だがそれは違った。いつのまにか私は息を殺し、声を殺し、あれだけ溢れていた涙も忘れ岩の外側に意識を向けていた。
(彼がそこにいる!?)
それに気付いた時、私の胸は高鳴った。ファンファーレと言っても過言ではないほどに甲高い音に思えた。
無意識に頰が綻ぶ、あんなにぐちゃぐちゃだったはずの顔が心がすっきりとしていくのがわかった。
この岩一枚、たったそれだけの物を越えれば彼にまた会えると思うと嬉しかった、嬉しくて嬉しくて涙が出そうだ。
「だけどね、嬉しいけどね。駄目だよ。」
私は誰にかけるでもない言葉を漏らす。心の底から彼がここまで来てくれた事が嬉しくて仕方なかった。
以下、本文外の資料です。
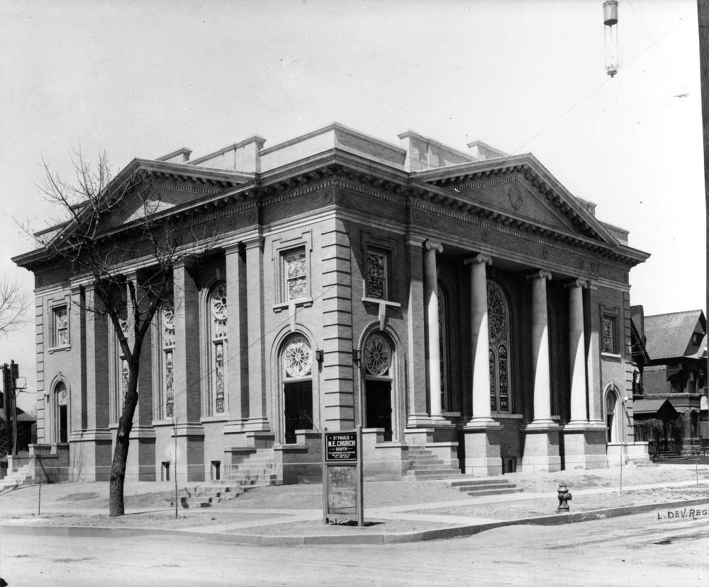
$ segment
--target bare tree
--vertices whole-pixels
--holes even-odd
[[[111,467],[109,513],[124,513],[123,484],[128,437],[138,404],[141,349],[161,306],[172,299],[173,268],[212,246],[213,239],[183,230],[164,210],[149,174],[126,170],[112,178],[105,154],[91,166],[80,149],[72,163],[75,181],[63,181],[43,161],[45,178],[38,187],[65,217],[54,229],[37,233],[48,258],[71,268],[79,283],[93,290],[82,309],[108,317],[128,377]],[[127,266],[140,266],[127,278]]]
[[[16,281],[0,279],[0,332],[6,336],[27,324],[27,295]]]

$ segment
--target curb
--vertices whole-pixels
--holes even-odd
[[[133,537],[136,536],[181,536],[197,538],[209,542],[227,543],[253,546],[303,546],[308,545],[386,545],[403,542],[417,542],[472,536],[493,528],[514,525],[554,525],[587,522],[592,520],[607,520],[623,515],[652,511],[654,510],[684,508],[709,503],[709,497],[681,501],[666,501],[661,503],[646,503],[640,506],[626,506],[603,510],[560,513],[541,518],[522,518],[516,520],[501,520],[471,525],[457,525],[420,532],[399,532],[381,534],[327,534],[306,535],[278,535],[262,534],[226,534],[223,532],[198,532],[184,530],[163,528],[108,528],[106,526],[20,526],[0,525],[0,534],[29,536],[58,536],[62,537],[82,537],[94,538]]]

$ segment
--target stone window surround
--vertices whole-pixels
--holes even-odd
[[[285,261],[286,254],[298,249],[304,249],[306,253],[306,295],[294,300],[288,297],[285,275]],[[274,283],[276,299],[272,307],[274,312],[282,312],[291,304],[296,306],[311,306],[313,304],[313,268],[311,256],[313,252],[313,232],[311,229],[289,232],[272,241],[272,256],[274,267]]]
[[[174,311],[174,297],[172,292],[169,292],[169,295],[172,297],[172,307],[173,308],[173,312]],[[153,389],[153,397],[152,397],[152,406],[153,406],[153,416],[152,416],[152,424],[155,426],[156,424],[163,424],[166,423],[170,423],[172,419],[167,414],[167,396],[166,392],[164,389],[164,361],[167,351],[172,351],[172,360],[173,365],[174,365],[175,358],[175,351],[177,348],[174,345],[172,347],[167,346],[164,340],[164,322],[163,322],[163,310],[165,304],[163,304],[160,309],[155,313],[155,316],[153,317],[153,321],[151,324],[151,329],[152,332],[155,333],[155,336],[152,337],[152,365],[154,368],[152,369],[152,384]],[[174,335],[173,334],[173,336]],[[173,369],[174,369],[173,366]],[[173,384],[174,385],[174,384]],[[174,393],[174,388],[173,387],[173,394]],[[174,401],[173,397],[173,409],[174,409]]]
[[[360,232],[360,249],[362,251],[362,301],[364,303],[379,304],[382,302],[387,305],[401,307],[398,302],[398,287],[396,283],[393,268],[398,265],[396,243],[391,237],[376,236],[367,231]],[[386,292],[384,300],[378,297],[370,297],[367,290],[367,259],[369,252],[384,255],[386,265]]]
[[[67,344],[57,345],[57,328],[56,328],[56,312],[62,308],[67,309]],[[71,295],[67,293],[61,297],[50,297],[47,300],[47,317],[50,326],[48,333],[50,339],[50,346],[47,349],[48,353],[54,353],[57,351],[68,351],[72,348],[72,299]]]
[[[601,355],[602,357],[611,360],[620,360],[623,357],[620,353],[620,309],[618,306],[606,306],[603,304],[600,305],[600,331],[598,332],[598,342],[601,348]],[[603,319],[610,318],[613,321],[613,352],[608,353],[603,348]]]
[[[208,289],[206,292],[206,305],[205,307],[205,317],[206,317],[206,334],[207,338],[206,342],[208,346],[208,351],[207,353],[208,363],[206,364],[206,367],[208,370],[208,376],[205,379],[205,382],[207,384],[208,387],[208,397],[206,398],[208,404],[203,403],[203,410],[205,407],[207,408],[208,411],[206,414],[203,413],[201,415],[201,420],[204,418],[208,418],[210,421],[213,419],[220,421],[225,418],[229,414],[229,406],[228,406],[228,397],[229,397],[229,338],[228,334],[226,336],[220,336],[217,334],[215,331],[215,319],[216,317],[213,313],[212,308],[212,301],[213,296],[217,290],[220,287],[223,287],[225,289],[226,287],[226,281],[220,278],[218,278],[212,283],[210,284]],[[229,292],[226,291],[225,297],[227,298],[227,305],[228,306],[228,296]],[[228,319],[225,319],[224,321],[228,322]],[[228,326],[226,326],[226,331],[228,333]],[[222,360],[222,389],[223,389],[223,406],[222,410],[220,411],[217,411],[217,397],[216,397],[216,385],[217,385],[217,377],[216,377],[216,348],[218,346],[221,347],[221,360]]]

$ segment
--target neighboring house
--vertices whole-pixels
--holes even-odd
[[[317,479],[320,431],[359,424],[379,479],[421,448],[486,475],[607,467],[607,440],[633,446],[628,274],[649,256],[531,154],[399,139],[335,123],[121,171],[150,181],[180,230],[221,231],[175,268],[155,320],[129,479],[217,478],[254,455],[282,482]],[[107,219],[114,241],[133,238],[129,204]],[[86,276],[42,247],[14,261],[35,278],[37,451],[107,479],[115,334],[82,309]],[[140,285],[144,262],[126,279]]]
[[[688,441],[707,438],[709,431],[702,423],[707,394],[704,312],[644,316],[642,306],[633,306],[632,314],[633,359],[638,374],[633,392],[635,421],[658,418],[669,422],[681,414]]]

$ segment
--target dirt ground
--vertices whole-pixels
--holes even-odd
[[[548,494],[548,498],[521,501],[502,499],[481,503],[446,484],[443,481],[376,481],[365,482],[365,508],[408,506],[470,500],[469,506],[421,508],[427,515],[473,516],[495,519],[518,519],[556,513],[557,489],[564,483],[572,494],[571,511],[586,511],[604,508],[640,503],[654,503],[700,497],[709,498],[709,484],[684,487],[644,489],[628,491],[634,485],[700,481],[709,474],[706,467],[700,469],[691,465],[663,465],[651,467],[625,467],[623,471],[624,491],[618,491],[620,468],[593,471],[563,471],[557,473],[515,473],[505,476],[527,493]],[[612,493],[584,495],[582,489],[615,488]],[[41,515],[36,514],[41,491]],[[310,484],[272,486],[250,489],[242,495],[215,508],[174,510],[169,506],[174,489],[157,482],[127,483],[125,499],[128,515],[111,518],[107,514],[108,484],[107,482],[73,482],[29,486],[0,494],[0,521],[10,524],[45,525],[101,525],[178,529],[201,525],[218,526],[239,523],[242,528],[232,530],[242,533],[269,534],[308,533],[323,528],[318,522],[289,523],[289,515],[264,514],[252,511],[261,509],[315,509],[322,507],[322,485]],[[519,495],[519,494],[518,494]],[[82,513],[81,511],[85,511]],[[408,512],[413,513],[413,512]],[[282,523],[259,526],[256,520],[264,518],[283,518]],[[255,521],[255,528],[244,527]],[[367,532],[404,532],[431,530],[447,524],[445,521],[405,520],[372,520]],[[312,527],[312,528],[311,528]],[[349,528],[349,530],[348,530]],[[379,530],[377,530],[379,528]],[[340,533],[351,530],[346,525],[333,527],[329,532]]]
[[[573,492],[572,492],[573,494]],[[646,503],[664,503],[683,500],[705,498],[709,503],[709,485],[690,487],[668,487],[639,491],[618,491],[612,493],[577,494],[569,502],[569,511],[584,512],[624,506],[640,506]],[[418,510],[408,513],[425,513],[442,515],[470,515],[493,518],[499,520],[518,520],[557,513],[559,501],[555,495],[548,498],[525,499],[519,501],[498,501],[492,503],[462,506],[450,508],[435,508]]]

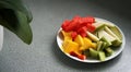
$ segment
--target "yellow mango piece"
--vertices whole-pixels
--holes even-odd
[[[62,36],[63,36],[63,39],[66,39],[66,38],[72,39],[72,37],[71,37],[71,32],[61,31],[61,34],[62,34]]]
[[[71,51],[79,51],[79,44],[72,40],[66,40],[63,43],[63,51],[70,53]]]
[[[80,47],[84,45],[84,41],[81,35],[78,35],[74,41],[78,43]]]
[[[90,47],[92,47],[92,40],[90,38],[84,37],[83,40],[84,40],[84,46],[83,47],[85,49],[88,49]]]
[[[96,49],[96,43],[92,43],[92,48]]]

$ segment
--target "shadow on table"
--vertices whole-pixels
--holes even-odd
[[[107,9],[120,16],[131,19],[130,0],[87,0],[98,7]],[[87,2],[86,1],[86,2]]]
[[[73,68],[73,69],[78,69],[78,70],[105,70],[105,69],[108,69],[109,67],[112,67],[115,65],[121,55],[119,55],[118,57],[116,57],[115,59],[112,60],[109,60],[107,62],[102,62],[102,63],[83,63],[83,62],[80,62],[80,61],[75,61],[69,57],[67,57],[58,47],[57,40],[55,40],[52,43],[52,53],[55,55],[55,58],[56,60],[61,63],[62,65],[66,65],[66,67],[70,67],[70,68]]]

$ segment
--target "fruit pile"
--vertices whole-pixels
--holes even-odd
[[[81,60],[91,57],[104,61],[114,53],[114,47],[122,43],[114,24],[97,22],[93,16],[66,20],[61,28],[63,51]]]

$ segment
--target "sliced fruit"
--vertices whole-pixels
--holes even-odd
[[[91,56],[92,58],[97,59],[97,57],[98,57],[98,51],[94,50],[93,48],[90,48],[90,56]]]
[[[114,41],[114,40],[116,40],[116,38],[115,37],[112,37],[111,35],[109,35],[108,33],[106,33],[105,31],[99,31],[98,32],[98,37],[99,38],[102,38],[102,37],[104,37],[104,39],[106,39],[106,40],[108,40],[108,41]]]
[[[118,27],[115,26],[115,27],[109,27],[109,28],[112,31],[114,34],[116,34],[119,37],[120,40],[122,40],[122,35],[120,31],[118,29]]]
[[[90,32],[86,32],[86,33],[87,33],[87,36],[88,36],[93,41],[98,41],[98,40],[99,40],[99,38],[98,38],[97,36],[93,35],[92,33],[90,33]]]
[[[105,61],[105,59],[106,59],[106,56],[105,56],[105,52],[104,52],[104,51],[99,51],[99,52],[98,52],[98,57],[99,57],[99,60],[100,60],[100,61]]]
[[[84,41],[83,41],[83,38],[81,35],[78,35],[75,37],[74,41],[78,43],[80,45],[80,47],[84,45]]]
[[[109,56],[111,56],[114,53],[114,50],[111,48],[109,48],[109,47],[106,48],[105,50],[106,50],[106,56],[107,57],[109,57]]]
[[[97,41],[97,51],[102,50],[103,41]]]
[[[98,29],[102,29],[102,28],[104,28],[104,26],[105,26],[105,24],[103,24],[103,23],[93,23],[93,25],[95,26],[95,32],[97,32]]]

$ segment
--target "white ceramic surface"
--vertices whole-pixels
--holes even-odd
[[[109,22],[107,20],[104,20],[104,19],[99,19],[99,17],[95,17],[95,21],[98,21],[98,22],[104,22],[104,23],[110,23],[110,24],[114,24],[112,22]],[[117,26],[118,27],[118,26]],[[119,28],[119,27],[118,27]],[[62,46],[62,39],[60,38],[59,36],[59,33],[60,33],[61,28],[58,31],[58,34],[57,34],[57,43],[58,43],[58,46],[60,48],[60,50],[63,52],[61,46]],[[110,59],[114,59],[115,57],[117,57],[124,48],[124,44],[126,44],[126,37],[122,33],[122,31],[119,28],[121,35],[122,35],[122,45],[120,46],[120,48],[117,48],[114,52],[114,55],[111,55],[110,57],[107,57],[105,61],[108,61]],[[64,52],[63,52],[64,53]],[[78,59],[75,57],[72,57],[70,56],[69,53],[66,53],[68,57],[74,59],[74,60],[78,60],[78,61],[81,61],[81,62],[87,62],[87,63],[97,63],[97,62],[104,62],[104,61],[99,61],[99,60],[96,60],[96,59],[85,59],[85,60],[81,60],[81,59]]]

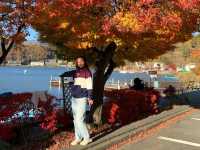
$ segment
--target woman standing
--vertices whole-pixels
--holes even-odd
[[[93,104],[92,100],[92,73],[88,68],[86,59],[76,59],[76,70],[65,72],[61,77],[73,77],[72,86],[72,112],[74,118],[75,139],[71,145],[87,145],[92,142],[86,127],[87,105]]]

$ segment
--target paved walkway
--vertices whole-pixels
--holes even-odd
[[[147,139],[120,150],[200,150],[200,110]]]

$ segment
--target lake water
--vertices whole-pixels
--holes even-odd
[[[69,69],[64,67],[0,67],[0,93],[48,91],[52,95],[62,97],[62,89],[52,88],[49,81],[51,76],[56,77],[67,70]],[[109,81],[130,83],[135,77],[149,80],[145,73],[113,72]]]

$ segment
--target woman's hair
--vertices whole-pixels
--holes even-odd
[[[85,56],[78,56],[78,57],[76,57],[76,59],[75,60],[77,60],[78,58],[81,58],[83,61],[84,61],[84,63],[85,63],[85,68],[88,68],[88,63],[87,63],[87,60],[86,60],[86,57]],[[77,64],[76,64],[77,65]]]

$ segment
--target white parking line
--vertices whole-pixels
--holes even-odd
[[[193,142],[183,141],[183,140],[178,140],[178,139],[172,139],[172,138],[163,137],[163,136],[159,136],[158,139],[171,141],[174,143],[181,143],[181,144],[190,145],[190,146],[194,146],[194,147],[200,147],[200,144],[198,144],[198,143],[193,143]]]
[[[199,118],[191,118],[192,120],[197,120],[197,121],[200,121],[200,119]]]

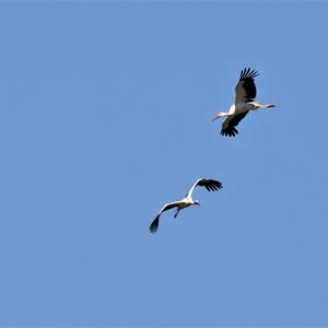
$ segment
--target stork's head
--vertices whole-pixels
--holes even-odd
[[[218,114],[212,118],[212,121],[215,120],[215,119],[218,119],[218,118],[224,117],[224,116],[226,116],[226,113],[224,113],[224,112],[218,113]]]
[[[195,201],[194,201],[194,204],[197,204],[197,206],[200,207],[200,202],[199,202],[198,200],[195,200]]]

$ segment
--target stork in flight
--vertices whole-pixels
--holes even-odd
[[[223,186],[220,181],[212,180],[212,179],[206,179],[206,178],[198,179],[194,184],[194,186],[190,188],[190,190],[188,191],[188,194],[186,195],[186,197],[184,199],[181,199],[179,201],[168,202],[161,209],[157,216],[155,218],[155,220],[152,222],[152,224],[149,227],[150,232],[155,233],[157,231],[159,223],[160,223],[160,216],[164,211],[176,208],[176,211],[174,214],[174,218],[176,218],[180,210],[186,209],[190,206],[200,206],[198,200],[192,199],[192,192],[197,186],[206,187],[209,191],[215,191],[215,190],[223,188]]]
[[[255,70],[244,69],[241,72],[239,82],[235,87],[236,97],[235,103],[230,107],[229,112],[221,112],[216,114],[212,120],[221,117],[226,117],[222,124],[221,134],[235,137],[238,134],[236,126],[247,115],[249,110],[257,110],[261,108],[272,108],[276,105],[262,105],[261,102],[255,101],[256,86],[254,79],[258,75]]]

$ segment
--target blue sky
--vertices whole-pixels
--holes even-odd
[[[327,12],[1,2],[0,325],[328,326]]]

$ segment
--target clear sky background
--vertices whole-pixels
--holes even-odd
[[[327,14],[1,2],[0,325],[328,326]],[[248,66],[278,107],[223,138]]]

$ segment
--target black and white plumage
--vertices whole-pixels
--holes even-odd
[[[255,101],[256,85],[254,79],[258,75],[255,70],[244,69],[241,72],[239,81],[235,87],[236,97],[235,103],[230,107],[229,112],[221,112],[216,114],[212,120],[221,117],[226,117],[222,124],[222,136],[235,137],[238,134],[236,126],[248,114],[249,110],[257,110],[261,108],[272,108],[276,105],[262,105],[261,102]]]
[[[154,219],[154,221],[151,223],[151,225],[149,227],[150,232],[155,233],[157,231],[159,223],[160,223],[160,216],[163,212],[176,208],[176,211],[174,214],[174,218],[176,218],[180,210],[186,209],[190,206],[200,206],[198,200],[192,199],[192,192],[197,186],[206,187],[207,190],[209,190],[209,191],[215,191],[215,190],[223,188],[223,186],[220,181],[212,180],[212,179],[206,179],[206,178],[198,179],[192,185],[192,187],[190,188],[190,190],[188,191],[188,194],[186,195],[186,197],[184,199],[181,199],[179,201],[168,202],[161,209],[161,211],[157,213],[156,218]]]

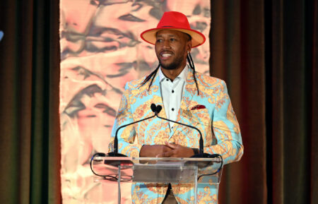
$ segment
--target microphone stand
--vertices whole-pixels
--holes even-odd
[[[200,131],[199,129],[198,129],[197,128],[196,128],[194,126],[190,126],[190,125],[182,124],[182,123],[177,122],[177,121],[172,121],[172,120],[168,119],[165,119],[165,118],[160,117],[158,114],[159,114],[159,112],[161,111],[162,109],[163,109],[163,107],[160,105],[158,105],[155,107],[155,111],[154,111],[153,109],[151,109],[153,110],[153,112],[155,112],[155,116],[157,116],[157,117],[160,119],[163,119],[163,120],[165,120],[165,121],[168,121],[173,122],[173,123],[176,123],[176,124],[179,124],[179,125],[185,126],[187,126],[189,128],[194,128],[194,129],[196,130],[199,132],[199,133],[200,135],[200,140],[199,141],[199,153],[197,154],[197,155],[194,155],[192,156],[191,157],[192,157],[192,158],[216,158],[216,157],[218,157],[220,156],[218,154],[213,154],[213,155],[211,155],[211,154],[208,154],[208,153],[204,153],[204,141],[203,141],[202,133]]]

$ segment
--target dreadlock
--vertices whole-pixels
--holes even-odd
[[[199,92],[198,82],[196,80],[196,69],[195,69],[194,64],[193,63],[192,57],[191,56],[190,53],[189,53],[189,54],[187,55],[187,59],[188,61],[189,65],[192,68],[193,77],[194,78],[194,82],[196,83],[196,90],[198,91],[198,95],[200,95],[200,92]],[[147,76],[147,77],[146,77],[145,80],[143,80],[143,81],[141,83],[139,88],[141,88],[141,86],[143,86],[143,85],[145,85],[145,83],[146,83],[149,80],[151,79],[149,86],[148,87],[148,90],[149,90],[151,85],[153,84],[153,79],[155,78],[155,74],[157,73],[160,67],[160,64],[159,64],[158,65],[157,68],[152,73],[151,73],[151,74],[149,74],[148,76]]]
[[[191,56],[191,54],[189,52],[189,54],[187,55],[187,59],[188,60],[189,65],[192,68],[193,78],[194,78],[194,82],[196,83],[196,90],[198,91],[198,95],[200,95],[200,92],[199,92],[198,82],[196,80],[196,68],[194,67],[194,64],[193,63],[192,57]]]
[[[153,79],[155,78],[155,74],[157,73],[158,70],[159,69],[159,67],[160,67],[160,63],[158,65],[157,68],[153,72],[151,72],[151,74],[147,76],[147,77],[145,78],[145,80],[139,85],[139,88],[141,88],[141,86],[143,86],[145,83],[146,83],[151,78],[151,83],[149,84],[149,86],[148,87],[148,90],[150,90],[150,88],[151,88],[151,85],[153,84]]]

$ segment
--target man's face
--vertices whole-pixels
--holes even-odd
[[[183,68],[187,64],[187,54],[192,47],[187,34],[172,30],[162,30],[156,34],[155,54],[163,68]]]

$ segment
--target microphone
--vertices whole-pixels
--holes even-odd
[[[199,153],[197,154],[197,155],[193,155],[191,157],[194,157],[194,158],[216,158],[216,157],[218,157],[220,156],[218,154],[211,155],[211,154],[208,154],[208,153],[204,153],[204,141],[203,141],[202,133],[200,131],[199,129],[198,129],[197,128],[196,128],[194,126],[190,126],[190,125],[184,124],[179,123],[179,122],[177,122],[177,121],[172,121],[172,120],[170,120],[170,119],[165,119],[165,118],[160,117],[158,114],[161,111],[163,107],[160,105],[156,106],[154,104],[152,104],[151,107],[153,107],[151,108],[151,110],[155,113],[155,116],[157,116],[157,117],[158,117],[159,119],[165,120],[165,121],[170,121],[170,122],[174,122],[174,123],[178,124],[179,125],[182,125],[182,126],[185,126],[194,128],[194,129],[196,130],[199,132],[199,133],[200,135],[200,140],[199,141]]]
[[[141,120],[139,120],[139,121],[134,121],[134,122],[126,124],[126,125],[121,126],[116,130],[115,137],[114,138],[114,152],[107,153],[107,156],[108,157],[127,157],[125,155],[118,153],[118,137],[117,137],[118,131],[120,129],[122,129],[122,128],[123,128],[124,127],[126,127],[128,126],[133,125],[134,124],[136,124],[136,123],[139,123],[139,122],[141,122],[141,121],[150,119],[151,118],[153,118],[154,116],[155,116],[159,113],[159,112],[157,112],[157,107],[155,106],[155,104],[151,104],[151,110],[153,112],[155,112],[155,114],[153,116],[148,117],[148,118],[146,118],[146,119],[141,119]]]

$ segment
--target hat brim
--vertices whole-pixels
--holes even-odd
[[[192,37],[192,47],[196,47],[201,45],[206,41],[204,35],[195,30],[188,30],[179,28],[153,28],[143,31],[140,36],[146,42],[155,44],[155,34],[161,30],[173,30],[189,34]]]

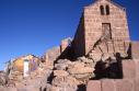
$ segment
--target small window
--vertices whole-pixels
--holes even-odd
[[[106,5],[106,15],[109,15],[109,5]]]
[[[103,5],[100,7],[100,10],[101,10],[101,14],[104,15],[105,13],[104,13],[104,7]]]

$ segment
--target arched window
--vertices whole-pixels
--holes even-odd
[[[106,5],[106,15],[109,15],[109,5]]]
[[[101,14],[104,15],[105,13],[104,13],[104,7],[103,5],[100,7],[100,10],[101,10]]]

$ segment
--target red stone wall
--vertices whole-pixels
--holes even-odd
[[[100,5],[109,5],[109,15],[101,15]],[[102,23],[111,23],[112,38],[115,42],[116,50],[117,53],[125,53],[121,49],[124,47],[121,42],[129,42],[126,11],[106,0],[102,0],[84,8],[85,54],[102,36]],[[119,48],[119,46],[121,47]]]
[[[139,42],[131,42],[131,56],[134,59],[139,59]]]
[[[104,8],[109,5],[109,15],[102,15],[100,5],[104,5]],[[77,56],[86,55],[101,38],[103,23],[111,24],[115,53],[125,54],[127,52],[130,39],[125,9],[107,0],[97,0],[84,8],[83,16],[80,20],[73,41]]]
[[[139,60],[123,60],[121,66],[123,79],[91,80],[86,91],[139,91]]]
[[[85,30],[84,30],[84,16],[80,19],[80,23],[77,30],[77,33],[74,35],[72,45],[74,55],[77,57],[85,55],[85,36],[84,36]]]

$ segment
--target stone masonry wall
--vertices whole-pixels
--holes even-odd
[[[139,59],[139,42],[131,42],[132,59]]]
[[[72,42],[74,55],[77,57],[85,55],[85,36],[84,36],[84,16],[80,19],[80,23]]]
[[[109,5],[109,15],[101,15],[100,5]],[[129,33],[127,25],[126,11],[111,3],[107,0],[96,1],[84,8],[84,27],[85,27],[85,54],[102,36],[102,23],[109,23],[112,30],[112,38],[115,42],[116,52],[125,52],[121,49],[124,43],[129,42]],[[120,47],[119,47],[120,46]]]
[[[100,7],[109,7],[109,14],[102,15]],[[84,8],[83,16],[77,30],[73,47],[77,56],[86,55],[95,43],[104,37],[103,24],[108,24],[112,38],[107,42],[109,53],[126,54],[129,47],[129,32],[126,11],[124,8],[107,0],[97,0]]]

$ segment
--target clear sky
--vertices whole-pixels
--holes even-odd
[[[0,0],[0,69],[18,56],[42,56],[72,37],[84,5],[94,0]],[[132,41],[139,41],[139,0],[113,0],[127,9]]]

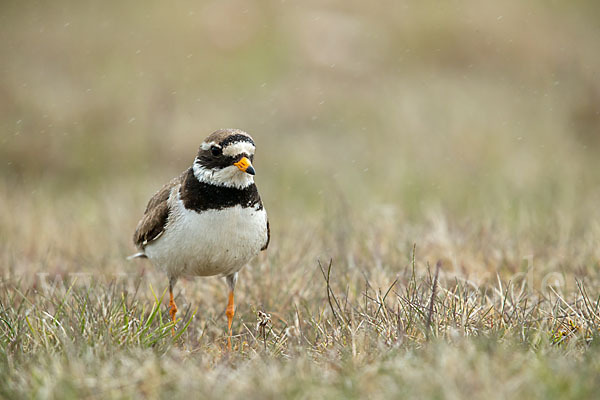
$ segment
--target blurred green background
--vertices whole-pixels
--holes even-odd
[[[3,192],[108,194],[136,205],[129,232],[234,127],[280,227],[372,209],[585,224],[599,49],[593,0],[6,1]]]

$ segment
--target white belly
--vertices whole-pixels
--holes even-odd
[[[169,276],[229,275],[256,256],[266,241],[264,208],[235,206],[197,213],[177,200],[165,232],[144,251]]]

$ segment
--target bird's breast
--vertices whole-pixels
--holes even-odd
[[[163,237],[146,249],[172,275],[237,272],[266,242],[267,214],[259,204],[197,212],[178,203]]]

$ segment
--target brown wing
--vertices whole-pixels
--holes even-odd
[[[269,227],[269,219],[267,218],[267,243],[263,246],[260,251],[266,250],[269,247],[269,242],[271,241],[271,228]]]
[[[138,249],[143,250],[148,243],[158,239],[163,233],[169,218],[169,204],[167,200],[169,200],[171,190],[181,184],[186,173],[187,171],[163,186],[148,202],[144,216],[138,223],[133,234],[133,243]]]

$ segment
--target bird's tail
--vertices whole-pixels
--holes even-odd
[[[131,261],[134,258],[148,258],[148,256],[143,251],[140,251],[139,253],[135,253],[127,257],[127,261]]]

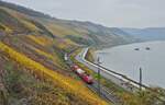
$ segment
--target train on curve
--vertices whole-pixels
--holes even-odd
[[[88,84],[92,84],[94,83],[94,79],[90,74],[88,74],[86,71],[84,71],[82,69],[80,69],[78,66],[73,65],[72,66],[72,70],[78,74],[78,77],[80,77],[82,79],[84,82],[88,83]]]

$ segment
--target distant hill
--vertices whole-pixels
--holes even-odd
[[[35,24],[35,26],[37,25],[36,27],[38,27],[40,25],[38,32],[47,33],[50,36],[63,36],[63,38],[69,38],[75,43],[79,43],[80,39],[82,39],[85,40],[86,45],[96,46],[116,46],[135,42],[135,39],[132,36],[125,35],[127,33],[124,33],[120,28],[110,28],[91,22],[66,21],[56,18],[51,18],[47,14],[34,11],[32,9],[26,9],[24,7],[3,1],[0,1],[0,5],[6,7],[12,11],[25,14],[25,19],[28,19],[25,21]],[[29,28],[26,28],[26,31],[28,30]],[[14,32],[18,31],[20,32],[21,30],[14,30]],[[30,31],[28,32],[30,33]]]
[[[165,27],[147,27],[147,28],[121,28],[131,36],[139,37],[143,40],[164,40]]]

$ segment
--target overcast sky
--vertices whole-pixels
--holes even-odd
[[[111,27],[165,26],[165,0],[3,0],[58,19],[91,21]]]

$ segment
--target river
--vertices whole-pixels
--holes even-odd
[[[148,48],[147,48],[148,47]],[[97,51],[102,66],[143,84],[165,88],[165,42],[147,42],[117,46]]]

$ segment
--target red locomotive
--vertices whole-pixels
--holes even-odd
[[[88,74],[87,72],[85,72],[82,69],[80,69],[78,66],[74,65],[72,66],[72,70],[77,73],[86,83],[88,84],[92,84],[94,83],[94,79],[90,74]]]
だけど駄目。私はまた繰り返す、きっと彼を幸せにはしてあげられない。
またこうして彼に迷惑をかけて、そんな自分が嫌になるんだ。だからソウタ、早く帰って人間界で人間と人生を歩んで
「私じゃない誰かと…しあ…幸せに………なんて嫌だよ…」
結局私は泣いてしまう。咽び泣くのではなく、静かに声を殺しながら泣いた。
感情に任せて泣いてしまうと彼の声が聞こえなくなってしまうから。
もう少しだけ、もう少しだけ、彼が諦めるまではその声を聴きたい…。
そうして私は明かりの一つない洞窟で岩の壁にもたれかかって彼の声をいつまでも聞いているのだった。